CHP içinde patlak veren (Kemal Kılıçdaroğlu-Ekrem İmamoğlu- Mansur Yavaş) bermuda şeytan üçgeninde tüm plan ve tuzaklar resmen silah olarak kullanılıyor. Yaşanılanları "adaylık için her yol mübah" anlayışının tipik örneklerinin sergilendiği, gayri ahlaki fakat heyecanlı ve gizemli yansımalarını derslere kitap olacak nitelikte izliyoruz.

Sarıyer Belediye Başkanı Şükrü Genç'in ise burada figüran gibi gözükerek aslında yardımcı oyuncu pozisyonunda rol aldığını ve Kılıçdaroğlu'na borcunu ödeme gayreti içinde olduğunu da görüyoruz.

Genç'in başkanlık yaptığı tüm dönemler boyunca hizmetsizliği ve basiretsizliği ile Sarıyer'i bataklığa çevirmiş olmasını, 13 yıllık belediye başkanlığı boyunca sosyal belediyecilik denen kavramdan çok uzak bir siyasi figür olmasıyla ilişkilendirmemiz, kendisi için çok masum ve fazlasıyla yetersiz bir söylem olarak kalır.

Şükrü Genç'in 13 yıllık belediye başkanlığı boyunca şahsı, arkadaşları ve kurumu ile FETÖ bağlantılı belediyeler imamı istikametinde 'tüyü bitmemiş yetimlerin haklarını yediği gerçeğini' kimse inkâr edemez ve saklayamaz.



Sarıyer Belediyesi'ni 1 milyarın üzerinde borçlandırarak, tarifi ve geri dönüşü mümkün olmayan fevkalâde bir çöküşün dramatik versiyonlarını izlettiren ve maalesef hunharca ezdiği belediye servetinin karşılığında olumlu hiçbir icraatı bulunmayan bir zihniyetin ürününü tüm Sarıyer halkı ibretle takip etmektedir.

Burada isimlere takılmaktan ziyade CHP içinde var olan ulusalcı çoğunluğun, özenle inşaa edilmiş delegasyon konjonktürüne nasıl boyun eğdirildiğini de uzun yıllardır hayretle gözlemlemekteyiz.

Önümüzdeki günler çok şeye gebe olacak gibi duruyor.

Bundan sonra atılacak tüm adımlar, bir satranç ustası edasıyla nokta atışı hamleler üzerine şekillenmek istenecek.

Kimi zaman ise ölçüyü fazlasıyla kaçıracakları zaman da olacak.

Artık CHP içinde resmen bir iç savaşın fitilleri ateşlenmiş durumda.

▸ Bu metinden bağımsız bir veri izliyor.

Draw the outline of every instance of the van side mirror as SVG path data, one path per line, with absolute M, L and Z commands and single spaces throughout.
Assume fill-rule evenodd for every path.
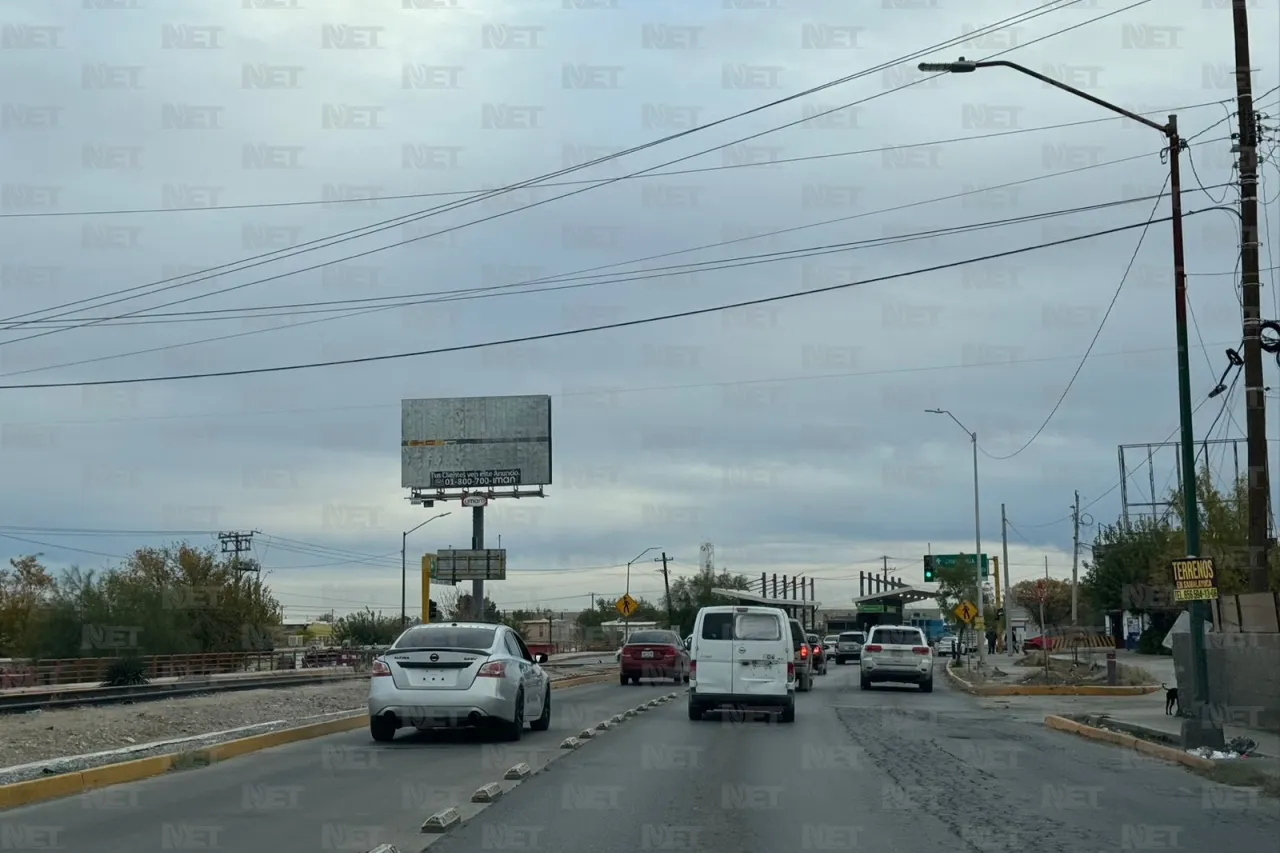
M 684 650 L 687 652 L 693 648 L 693 640 L 684 641 Z
M 533 662 L 534 662 L 534 663 L 546 663 L 546 662 L 547 662 L 547 656 L 546 656 L 546 655 L 544 655 L 542 652 L 538 652 L 536 655 L 534 655 L 534 656 L 533 656 Z

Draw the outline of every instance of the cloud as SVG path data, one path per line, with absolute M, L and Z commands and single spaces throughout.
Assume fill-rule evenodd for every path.
M 464 205 L 987 23 L 931 0 L 856 21 L 835 3 L 554 5 L 12 6 L 0 63 L 24 84 L 0 132 L 3 383 L 389 355 L 867 283 L 430 357 L 6 390 L 0 471 L 16 487 L 0 534 L 46 543 L 8 540 L 9 554 L 96 565 L 163 531 L 254 529 L 291 615 L 393 610 L 397 537 L 427 517 L 399 487 L 400 399 L 502 394 L 553 395 L 556 448 L 547 498 L 488 511 L 486 543 L 501 536 L 512 569 L 489 592 L 506 607 L 619 594 L 649 546 L 678 575 L 710 541 L 731 569 L 816 578 L 824 602 L 856 595 L 881 555 L 918 580 L 930 547 L 973 547 L 968 439 L 924 410 L 954 412 L 993 456 L 1021 448 L 1139 232 L 946 265 L 1142 222 L 1167 170 L 1158 136 L 1012 72 L 890 91 L 922 79 L 913 60 Z M 1233 95 L 1230 29 L 1207 24 L 1225 12 L 1144 6 L 1085 23 L 1118 8 L 1085 0 L 930 58 L 1012 48 L 1158 120 L 1176 109 L 1194 137 L 1184 180 L 1224 184 L 1234 119 L 1215 102 Z M 1274 8 L 1254 17 L 1274 31 Z M 1275 69 L 1258 64 L 1261 94 Z M 575 192 L 650 167 L 671 174 Z M 1189 212 L 1214 203 L 1186 198 Z M 187 207 L 218 209 L 175 209 Z M 947 232 L 1015 217 L 1032 218 Z M 1186 223 L 1197 401 L 1238 343 L 1232 277 L 1211 275 L 1231 272 L 1234 229 L 1214 212 Z M 998 550 L 1003 503 L 1015 581 L 1040 576 L 1045 554 L 1068 574 L 1069 523 L 1035 525 L 1062 519 L 1075 489 L 1110 519 L 1116 445 L 1176 424 L 1170 252 L 1168 223 L 1154 224 L 1054 418 L 1017 456 L 979 458 L 984 548 Z M 1157 468 L 1163 481 L 1172 462 Z M 453 507 L 406 542 L 415 610 L 415 561 L 469 544 L 467 515 Z M 651 556 L 633 593 L 661 590 Z

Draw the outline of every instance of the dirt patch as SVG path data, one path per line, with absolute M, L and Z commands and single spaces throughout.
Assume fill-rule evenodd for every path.
M 1014 666 L 1022 670 L 1015 676 L 1017 684 L 1108 686 L 1107 664 L 1104 660 L 1089 661 L 1081 658 L 1079 661 L 1072 661 L 1050 658 L 1046 668 L 1044 656 L 1032 653 L 1015 661 Z M 1121 667 L 1118 673 L 1116 686 L 1119 687 L 1141 687 L 1156 683 L 1150 673 L 1135 667 Z

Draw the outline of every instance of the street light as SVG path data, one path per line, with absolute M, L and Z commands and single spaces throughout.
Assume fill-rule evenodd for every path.
M 978 501 L 978 434 L 960 423 L 960 419 L 946 409 L 925 409 L 931 415 L 946 415 L 965 431 L 973 443 L 973 566 L 977 578 L 978 615 L 986 613 L 986 597 L 982 594 L 982 505 Z M 1005 571 L 1008 571 L 1006 568 Z M 987 641 L 978 637 L 978 667 L 987 663 Z
M 640 558 L 643 557 L 645 554 L 648 554 L 650 551 L 659 551 L 659 550 L 661 550 L 661 547 L 658 545 L 655 545 L 652 548 L 645 548 L 639 554 L 636 554 L 635 559 L 633 559 L 630 563 L 627 563 L 627 593 L 626 593 L 627 595 L 631 595 L 632 564 L 640 562 Z M 622 634 L 623 634 L 623 642 L 625 643 L 627 638 L 631 636 L 631 617 L 630 616 L 622 617 Z
M 1019 74 L 1034 77 L 1041 83 L 1053 86 L 1083 98 L 1091 104 L 1097 104 L 1105 110 L 1122 115 L 1152 130 L 1159 131 L 1168 141 L 1165 149 L 1169 156 L 1169 206 L 1170 220 L 1173 226 L 1173 307 L 1177 328 L 1178 345 L 1178 422 L 1180 427 L 1180 448 L 1182 456 L 1182 517 L 1183 532 L 1186 536 L 1186 555 L 1200 556 L 1200 513 L 1199 501 L 1196 499 L 1196 453 L 1195 430 L 1192 422 L 1191 406 L 1191 356 L 1187 343 L 1187 273 L 1182 244 L 1182 172 L 1179 155 L 1184 142 L 1178 136 L 1178 117 L 1170 115 L 1167 124 L 1158 124 L 1151 119 L 1130 112 L 1124 107 L 1095 98 L 1088 92 L 1082 92 L 1074 86 L 1068 86 L 1052 77 L 1038 74 L 1030 68 L 1016 62 L 1003 59 L 984 62 L 972 62 L 963 56 L 957 62 L 921 62 L 921 71 L 941 71 L 952 74 L 968 74 L 979 68 L 1009 68 Z M 1165 152 L 1161 152 L 1164 154 Z M 1184 720 L 1182 725 L 1183 746 L 1220 747 L 1223 743 L 1221 724 L 1211 720 L 1203 713 L 1209 701 L 1208 660 L 1204 646 L 1204 623 L 1208 617 L 1206 602 L 1192 602 L 1188 616 L 1191 619 L 1191 657 L 1192 673 L 1195 679 L 1195 690 L 1192 692 L 1191 705 L 1194 720 Z
M 452 513 L 442 512 L 439 515 L 433 515 L 430 518 L 428 518 L 426 521 L 422 522 L 422 524 L 417 525 L 417 527 L 410 527 L 404 533 L 400 534 L 400 626 L 401 627 L 404 627 L 404 625 L 406 625 L 409 621 L 409 617 L 405 613 L 405 602 L 404 602 L 405 577 L 408 574 L 408 572 L 405 571 L 404 549 L 405 549 L 405 544 L 409 539 L 409 534 L 417 530 L 419 527 L 423 527 L 424 525 L 430 524 L 431 522 L 435 521 L 437 518 L 444 518 L 446 515 L 452 515 Z M 430 614 L 428 613 L 422 614 L 422 619 L 424 622 L 428 621 L 429 618 L 430 618 Z

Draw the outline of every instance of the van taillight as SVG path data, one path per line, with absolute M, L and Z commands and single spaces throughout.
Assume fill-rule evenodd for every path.
M 787 663 L 787 681 L 795 681 L 795 680 L 796 680 L 796 665 L 793 661 L 788 662 Z
M 868 651 L 868 652 L 872 652 L 872 653 L 875 653 L 875 652 L 882 652 L 882 651 L 884 651 L 884 647 L 883 647 L 883 646 L 881 646 L 879 643 L 873 643 L 872 645 L 867 646 L 867 647 L 864 649 L 864 651 Z
M 928 646 L 916 646 L 916 647 L 914 647 L 911 651 L 915 652 L 915 653 L 916 653 L 916 654 L 918 654 L 918 655 L 927 655 L 927 654 L 929 654 L 929 647 L 928 647 Z
M 809 647 L 808 647 L 808 646 L 801 646 L 801 647 L 800 647 L 800 659 L 801 659 L 801 660 L 804 660 L 804 659 L 805 659 L 805 658 L 807 658 L 808 656 L 809 656 Z
M 391 675 L 391 667 L 387 666 L 386 661 L 375 658 L 373 661 L 373 670 L 370 672 L 370 675 L 373 678 Z
M 698 662 L 696 660 L 689 661 L 689 677 L 690 678 L 698 677 Z

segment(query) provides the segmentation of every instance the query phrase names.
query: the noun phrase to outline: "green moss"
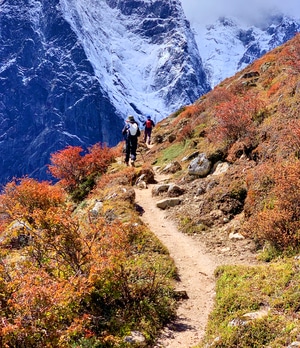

Taraflar nadiren de olsa bir araya geldiklerinde verdikleri mutlu-mesut pozların artık hiçbir inandırıcılığı kalmadığı için mecburen yeni stratejilerin arayışı içindeler. Bunun için irili ufaklı tüm yandaşların etinden, sütünden faydalanmak için her yolu mübah göreceklerdir.

Ben hazırlanan ve uygulamaya konan senaryonun peyaz perdeye yansıyan siluetini şimdiden görebiliyorum! Ya siz?